Measuring Good Migration Governance with an Indicator Approach

ADMIGOV Deliverable 7.4 (2023)
The AdMiGov indicators offer policy makers, academics, and other interested stakeholders an innovative and evidence-based tool to measure and assess good migration governance. The origin of the indicators takes root in the call for safer, sustainable, and more effective migration governance raised by the international community, and shaped in the 2016 New York Declaration, the 2018 Global Compact for Safe, Orderly and Regular Migration, and the Global Compact on Refugees, along with Agenda 2030 and the Sustainable Development Goals.
The novelty of AdMiGov indicators is twofold. Firstly, it makes international standards - and particularly the underlying principles of protection and sustainable development - the core benchmark against which national migration governance systems are evaluated. Secondly, it moves beyond a traditional focus on policies on paper, to also evaluate the implementation of migration governance, including, for instance, the use of resources and data, the kinds of actors involved in border practices, and the presence of administrative barriers.
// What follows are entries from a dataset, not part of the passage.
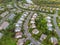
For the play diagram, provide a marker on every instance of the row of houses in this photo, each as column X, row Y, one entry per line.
column 18, row 29
column 34, row 31
column 4, row 14
column 35, row 7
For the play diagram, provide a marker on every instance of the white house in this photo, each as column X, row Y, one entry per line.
column 35, row 31
column 43, row 36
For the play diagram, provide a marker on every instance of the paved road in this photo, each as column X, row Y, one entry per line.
column 27, row 33
column 55, row 23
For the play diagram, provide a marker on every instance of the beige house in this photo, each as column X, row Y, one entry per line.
column 4, row 25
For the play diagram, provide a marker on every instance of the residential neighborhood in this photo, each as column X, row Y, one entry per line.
column 29, row 22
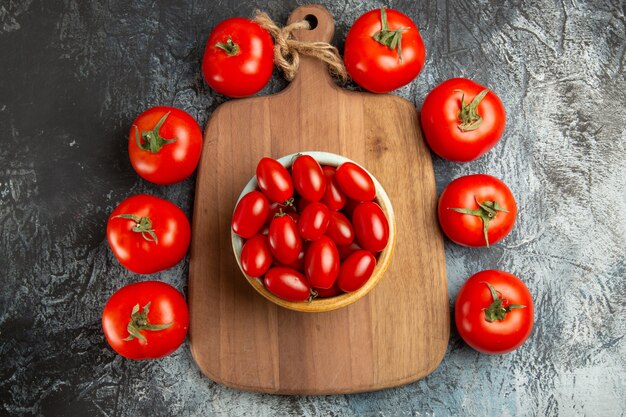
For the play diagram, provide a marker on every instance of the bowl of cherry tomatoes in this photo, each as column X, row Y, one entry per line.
column 313, row 231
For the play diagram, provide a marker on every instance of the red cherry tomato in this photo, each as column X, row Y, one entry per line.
column 494, row 312
column 314, row 221
column 287, row 284
column 250, row 214
column 148, row 234
column 383, row 50
column 466, row 222
column 340, row 229
column 355, row 270
column 256, row 256
column 321, row 263
column 370, row 226
column 274, row 180
column 334, row 198
column 164, row 145
column 145, row 320
column 308, row 178
column 460, row 122
column 355, row 182
column 239, row 58
column 284, row 239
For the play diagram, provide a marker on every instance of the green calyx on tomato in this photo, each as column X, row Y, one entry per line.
column 487, row 210
column 139, row 321
column 499, row 307
column 143, row 225
column 468, row 115
column 152, row 140
column 392, row 39
column 230, row 47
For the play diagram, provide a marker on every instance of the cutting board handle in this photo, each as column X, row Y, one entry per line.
column 313, row 73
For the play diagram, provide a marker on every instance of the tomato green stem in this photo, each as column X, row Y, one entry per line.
column 152, row 140
column 139, row 321
column 392, row 39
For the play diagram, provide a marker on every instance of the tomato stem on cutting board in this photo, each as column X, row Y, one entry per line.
column 392, row 39
column 468, row 115
column 143, row 225
column 500, row 307
column 152, row 140
column 230, row 47
column 139, row 321
column 487, row 210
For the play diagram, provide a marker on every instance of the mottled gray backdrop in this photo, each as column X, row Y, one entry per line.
column 75, row 73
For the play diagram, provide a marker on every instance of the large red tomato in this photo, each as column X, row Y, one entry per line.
column 477, row 210
column 494, row 312
column 148, row 234
column 383, row 50
column 239, row 58
column 462, row 119
column 164, row 145
column 145, row 320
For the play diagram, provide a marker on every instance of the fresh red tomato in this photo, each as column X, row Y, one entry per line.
column 462, row 119
column 355, row 270
column 284, row 239
column 148, row 234
column 164, row 145
column 314, row 221
column 239, row 58
column 145, row 320
column 370, row 226
column 340, row 229
column 494, row 312
column 477, row 210
column 383, row 50
column 274, row 180
column 355, row 182
column 256, row 256
column 308, row 178
column 333, row 197
column 321, row 263
column 250, row 214
column 287, row 284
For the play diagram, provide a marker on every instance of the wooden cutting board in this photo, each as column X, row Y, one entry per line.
column 396, row 334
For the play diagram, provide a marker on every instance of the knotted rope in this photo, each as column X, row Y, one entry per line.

The AdMiGov indicators build upon and complement existing knowledge in the field of migration policy indicators (e.g., MGI, MIPEX) and have been informed by empirical insights from the AdMiGov fieldwork. Indicator construction followed a holistic approach to migration governance, examining its main areas (entry, exit, temporary and circular mobility), elements (actions, actors and resources) and stages (formulation, promulgation, implementation and evaluation).
The result is a set of 68 indicators that can be applied to evaluate national migration governance systems, allowing its users to assess a country’s alignment with international standards on protection and sustainable development, to identify areas in need of development and to identify potential best practices.
Beyond constructing the tool, as initially envisaged, the report also presents preliminary insights into how the indicators can be applied by drawing on data concerning the Netherlands, Spain, and Turkey, where the original set of indicators was piloted.